Ronald Reagan, la caricatura
Reagan mira una película y hace comentarios tontos sobre el cine, sobre los franceses y los rusos. Caricaturizar a los Estados Unidos: pasatiempo favorito de los franceses. Así hubiera sido nuestra imagen de los norteamericanos, si Hollywood hubiera filmado en París y no en California. Así como para nosotros los rusos eran Iván Drago–aquella estatua de hielo que se daba de guantazos con Rocky en una pelea a doce asaltos–para los franceses Reagan era el vaquero que arengaba con frases hechas. Hasta Willem Defoe luce grosero como el agente de la CIA. Imagínense qué papel para este actor que crucificaron en La última tentación de Cristo. El único que no salta las alarmas del estereotipo es Kusturica.
Una vida, una bala
En la Siberia, nada menos. En esa planicie blanca por donde se tambaleaba Dersu Uzala. Allí llega Kusturica, traicionado por su traición, sin chance alguno. Hace un gesto inigualable con las manos para decirle al pelotón que proceda. Que Rusia siga, sin él.
Finlandia
Hay países que aparecen de la nada, tal como Finlandia aparece en Farewell. Es como esa Islandia repentina en un poema de Borges. Llega como sinónimo de libertad. Ese es el clímax: allí está la intensidad de la huída, el rostro de la esposa recordándonos todos los reproches y todos los riesgos.

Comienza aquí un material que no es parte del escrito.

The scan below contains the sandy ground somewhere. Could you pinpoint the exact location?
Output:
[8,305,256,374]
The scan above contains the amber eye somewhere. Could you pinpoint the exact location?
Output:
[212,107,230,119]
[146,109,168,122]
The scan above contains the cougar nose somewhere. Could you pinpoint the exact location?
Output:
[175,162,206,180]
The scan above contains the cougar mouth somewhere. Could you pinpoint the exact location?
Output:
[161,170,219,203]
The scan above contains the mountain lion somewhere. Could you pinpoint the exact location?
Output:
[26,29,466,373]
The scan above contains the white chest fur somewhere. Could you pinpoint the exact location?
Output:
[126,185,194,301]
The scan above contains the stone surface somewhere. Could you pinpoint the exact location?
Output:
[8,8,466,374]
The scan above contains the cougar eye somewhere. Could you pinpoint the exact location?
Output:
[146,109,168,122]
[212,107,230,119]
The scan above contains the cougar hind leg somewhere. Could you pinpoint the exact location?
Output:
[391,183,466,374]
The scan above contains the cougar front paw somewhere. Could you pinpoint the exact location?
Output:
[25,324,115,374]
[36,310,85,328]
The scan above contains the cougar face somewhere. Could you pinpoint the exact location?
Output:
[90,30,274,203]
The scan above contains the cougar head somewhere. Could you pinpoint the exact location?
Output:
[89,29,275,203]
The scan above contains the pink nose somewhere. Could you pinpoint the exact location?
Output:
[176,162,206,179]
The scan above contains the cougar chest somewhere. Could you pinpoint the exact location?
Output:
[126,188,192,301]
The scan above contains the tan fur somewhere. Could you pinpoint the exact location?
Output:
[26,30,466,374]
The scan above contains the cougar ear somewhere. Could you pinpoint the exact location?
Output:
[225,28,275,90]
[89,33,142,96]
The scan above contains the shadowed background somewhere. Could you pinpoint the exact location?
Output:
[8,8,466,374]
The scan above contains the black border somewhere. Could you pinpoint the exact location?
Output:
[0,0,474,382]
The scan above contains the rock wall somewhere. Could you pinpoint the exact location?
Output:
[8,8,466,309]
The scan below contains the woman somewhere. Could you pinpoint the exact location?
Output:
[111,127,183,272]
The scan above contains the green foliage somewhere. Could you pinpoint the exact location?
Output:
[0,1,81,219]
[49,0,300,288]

Mi niñez fue aburrida. Qué carajos, ya lo dije. Mi niñez fue una torpeza con blancos y negros y muchos grises. Alguien de niño debió entregarme otro libro que no fuera Un capitán de quince años. Alguien debió darme Joyce, sentarme en un rincón y ponerme a leer que se puede escapar de tu ciudad para ser escritor.
Alguien, alguno de los tantos hombres y mujeres que abusaron de mi infancia para jugar conmigo, para hacerme niño, para reiterar que era incapaz de cosas de grande, debió –seriamente, con mucha boca, con un libro a la mano– disuadirme de engañar al tiempo y empezar a planear mi vocación.
Algún mensajero, de esos de los que están llenos las biografías de los literatos famosos, debió sacarme apurado de ésta y aquella torpeza de cinemas donde comí canchita dulce por primera vez, y frente al cinematógrafo, explicarme de qué se trataba Ingmar Bergman. Alguien pudo haber reemplazado esos casetes mal grabados con hits del momento con esas piezas clásicas hermosas y trascendentales que hoy escucho y no sé nada.
¿Quiero que aquella sea mi biografía? ¿Prefiero esa posibilidad a la dejadez total que fue mi infancia, a los caminos que encontré después de reventar unos cuantos pares de zapatos? Todo lo que quiero fue posible. Todo lo posible yo lo quiero. Me enredo y desenredo y vuelvo a creer en mí, en la verdad inquieta que me espera mañana.